Pero no nos engañemos, el Reiki es una práctica que produce efectos saludables aunque no se pueda comparar con un tratamiento médico o psicoterapéutico en cuanto a su eficacia. La cabeza del ansioso tiene un mecanismo mental que no cambia tras varias sesiones de imposición de manos. A estas personas que sufren, hay que aportarle recursos, herramientas terapéuticas que puedan poner en práctica y comprueben su funcionamiento eficaz.

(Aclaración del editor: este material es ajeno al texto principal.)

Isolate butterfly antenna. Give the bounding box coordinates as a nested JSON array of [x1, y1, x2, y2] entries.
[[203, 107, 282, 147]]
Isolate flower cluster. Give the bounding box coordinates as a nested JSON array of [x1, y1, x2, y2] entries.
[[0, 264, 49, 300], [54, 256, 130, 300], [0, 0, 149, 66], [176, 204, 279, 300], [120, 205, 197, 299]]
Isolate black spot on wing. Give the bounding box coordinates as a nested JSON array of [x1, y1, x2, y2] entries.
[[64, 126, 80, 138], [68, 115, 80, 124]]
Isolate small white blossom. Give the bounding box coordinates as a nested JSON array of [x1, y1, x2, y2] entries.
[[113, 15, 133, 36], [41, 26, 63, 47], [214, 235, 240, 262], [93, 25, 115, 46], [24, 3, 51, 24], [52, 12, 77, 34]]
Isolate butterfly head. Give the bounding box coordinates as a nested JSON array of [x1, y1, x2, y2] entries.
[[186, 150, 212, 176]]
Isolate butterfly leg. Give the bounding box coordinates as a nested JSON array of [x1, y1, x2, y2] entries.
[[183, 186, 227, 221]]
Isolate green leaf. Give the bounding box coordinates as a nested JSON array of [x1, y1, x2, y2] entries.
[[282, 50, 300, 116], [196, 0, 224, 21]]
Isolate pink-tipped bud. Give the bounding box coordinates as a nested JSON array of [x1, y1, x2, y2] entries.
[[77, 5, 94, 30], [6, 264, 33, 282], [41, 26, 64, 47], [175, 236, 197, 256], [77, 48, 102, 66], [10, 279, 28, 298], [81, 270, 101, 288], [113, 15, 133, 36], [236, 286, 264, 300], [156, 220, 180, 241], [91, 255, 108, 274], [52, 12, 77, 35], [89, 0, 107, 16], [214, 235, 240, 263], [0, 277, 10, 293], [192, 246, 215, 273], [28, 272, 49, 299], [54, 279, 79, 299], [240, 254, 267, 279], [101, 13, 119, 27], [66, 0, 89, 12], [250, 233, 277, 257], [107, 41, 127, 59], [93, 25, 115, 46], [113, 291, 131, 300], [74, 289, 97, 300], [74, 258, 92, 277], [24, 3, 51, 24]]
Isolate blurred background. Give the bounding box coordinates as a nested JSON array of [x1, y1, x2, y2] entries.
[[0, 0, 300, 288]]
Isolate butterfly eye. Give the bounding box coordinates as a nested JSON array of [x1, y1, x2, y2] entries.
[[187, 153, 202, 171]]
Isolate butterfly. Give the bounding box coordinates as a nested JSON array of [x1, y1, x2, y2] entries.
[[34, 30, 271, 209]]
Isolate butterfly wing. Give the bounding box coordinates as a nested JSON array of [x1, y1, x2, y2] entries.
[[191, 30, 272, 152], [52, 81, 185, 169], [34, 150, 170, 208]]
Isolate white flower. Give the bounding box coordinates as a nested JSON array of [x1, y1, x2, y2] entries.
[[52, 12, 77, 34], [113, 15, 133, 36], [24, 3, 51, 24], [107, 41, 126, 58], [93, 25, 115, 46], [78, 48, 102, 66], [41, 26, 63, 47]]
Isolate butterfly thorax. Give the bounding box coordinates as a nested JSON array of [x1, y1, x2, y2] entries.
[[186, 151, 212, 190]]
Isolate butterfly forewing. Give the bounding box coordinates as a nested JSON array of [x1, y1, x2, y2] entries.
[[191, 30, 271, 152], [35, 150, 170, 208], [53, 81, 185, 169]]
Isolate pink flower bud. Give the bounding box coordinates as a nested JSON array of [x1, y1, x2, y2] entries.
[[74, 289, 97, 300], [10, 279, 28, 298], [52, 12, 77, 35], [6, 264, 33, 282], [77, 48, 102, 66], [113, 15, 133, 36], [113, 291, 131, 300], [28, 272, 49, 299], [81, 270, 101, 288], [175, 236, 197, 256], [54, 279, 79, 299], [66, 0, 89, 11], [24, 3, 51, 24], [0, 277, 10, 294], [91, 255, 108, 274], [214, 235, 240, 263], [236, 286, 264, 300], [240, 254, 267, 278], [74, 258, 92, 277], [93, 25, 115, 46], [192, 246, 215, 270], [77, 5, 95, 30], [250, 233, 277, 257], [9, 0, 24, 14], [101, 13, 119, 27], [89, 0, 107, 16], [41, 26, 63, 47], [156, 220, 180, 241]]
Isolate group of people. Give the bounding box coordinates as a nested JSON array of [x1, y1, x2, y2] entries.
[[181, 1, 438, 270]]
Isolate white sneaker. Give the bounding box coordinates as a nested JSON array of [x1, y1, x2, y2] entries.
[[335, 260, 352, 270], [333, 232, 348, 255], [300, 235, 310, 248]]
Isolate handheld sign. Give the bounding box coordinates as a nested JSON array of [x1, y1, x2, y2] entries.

Ni siquiera pienso, quizás por su débil experiencia concreta, que esta técnica sea un caso más de intrusismo laboral a pesar de su atuendo de terapia alternativa. Para los más prudentes, esta filosofía se concibe como una “terapia complementaria” para el restablecimiento de la salud. Para muchos, probablemente no sea ni mala praxis porque (dentro de una ética voluntaria sabia e ingenua) la intención consciente es producir (en esta realidad) bienestar en los demás… Pero ya sabemos que la realidad no existe, sólo hay interpretaciones y las hay muy variadas, de todos los colores, para todos los gustos a pesar de que lo empírico en muchas ocasiones brille por su ausencia.